How do you make an interesting character?       

When setting out to write Degrees of Losing, I knew that creating two really strong, interesting characters was key. For me, with my background in psychology, I am particularly interested in the way that different mental conditions can affect how we live our day to day lives. Casey has hyperthymesia which means that she can recall every little detail of everything that has happened to her. This condition defines her, controls her so that she constantly relives her past and cannot find any happiness in living in the present. That seemed like a good way to start, with a character whose world view is going to be very different from the average person. Joe, of course, the other main character, has an entirely different mental condition that he is trying to contend with.

I spent a lot of time before I started writing thinking about the characters, what they looked like, how they spoke, where they went to school, their dreams, their worst fears. By the time I wrote my first sentence, I had a very clear picture of all of them. Often I would sit back and just watch the scene play out in my mind like I was watching a movie and then I would write the scene down. If I hadn't done so much preparation at the beginning, I think the writing process would have been a lot harder and I would have had to do a lot more rewriting at the end (and I did do a lot!).

In preparing the characters, it was especially important that they each had a major conflict that they were trying to resolve. For Casey, this is to find a way to forget the past. But even the more minor characters are all dealing with some sort of conflict: trying to escape the reality of a serious illness, hoping to finally have their unrequited love reciprocated. But then, through the journey that they go on, their goals change, even become the exact opposite of what they set out to achieve. I tried to use that idea a lot. I tried to think about what could happen to the characters in the story to make them say or do in the end the one thing that they never thought they would have at the start.

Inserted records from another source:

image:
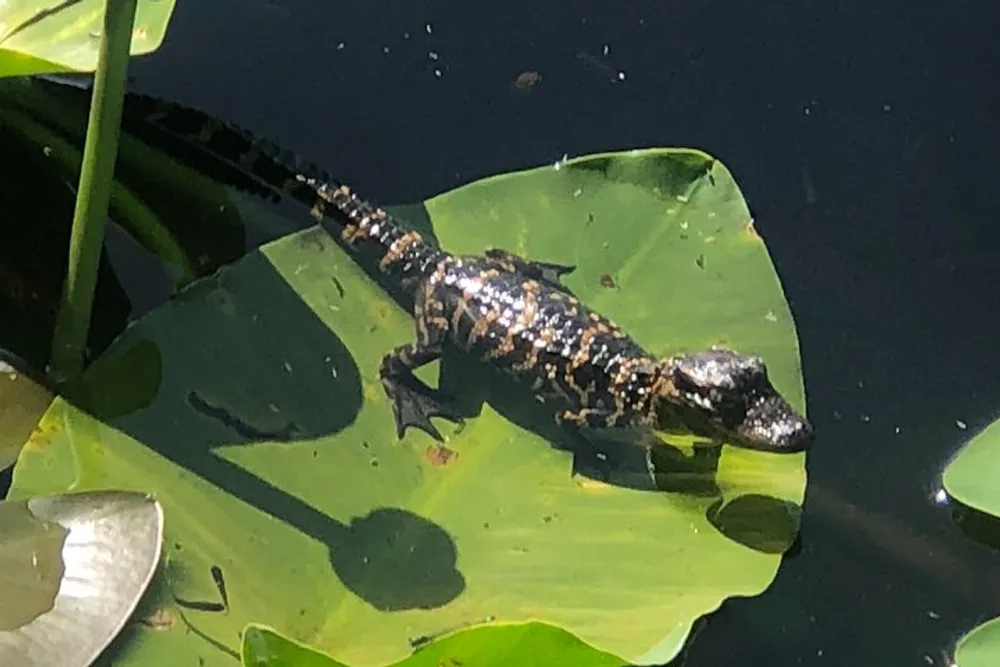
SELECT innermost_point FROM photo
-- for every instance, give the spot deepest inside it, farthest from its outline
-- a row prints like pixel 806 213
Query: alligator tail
pixel 240 158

It's also important that characters are complex and contradictory in ways. No one wants to read about a cliched, one dimensional character. Casey is very troubled at the start of the story, using alcohol and sex to escape her memories and she often behaves in ways that people would find offensive but underneath that exterior is actually a really good, caring person, qualities that she tries to harness to help Joe and her family. Joe is charming, inspirational and larger than life but is also narcissistic and arrogant, perhaps even dangerous. 
The final element for me was to make the characters likeable. In my first draft, Casey was even more bitter at the beginning, more extreme in her behaviour but a couple of my test readers felt that it went too far, that they struggled to root for her so I softened her a lot in the rewriting process. She is still a tortured soul but her empathy for others and her honest recognition of her own shortcomings makes her a lot more endearing.


Someone asked me after reading the book if the things Joe says about himself are true and I said that I wasn't sure. She found this weird. After all, I had created the character so how could I not know. But in the end, Joe, Casey and the other characters feel real, they feel alive to me and ultimately, only Joe can say whether or not he was telling the truth. I hope other people feel that I do achieve that, that I do bring these characters to life for them, in the same way that they are to me.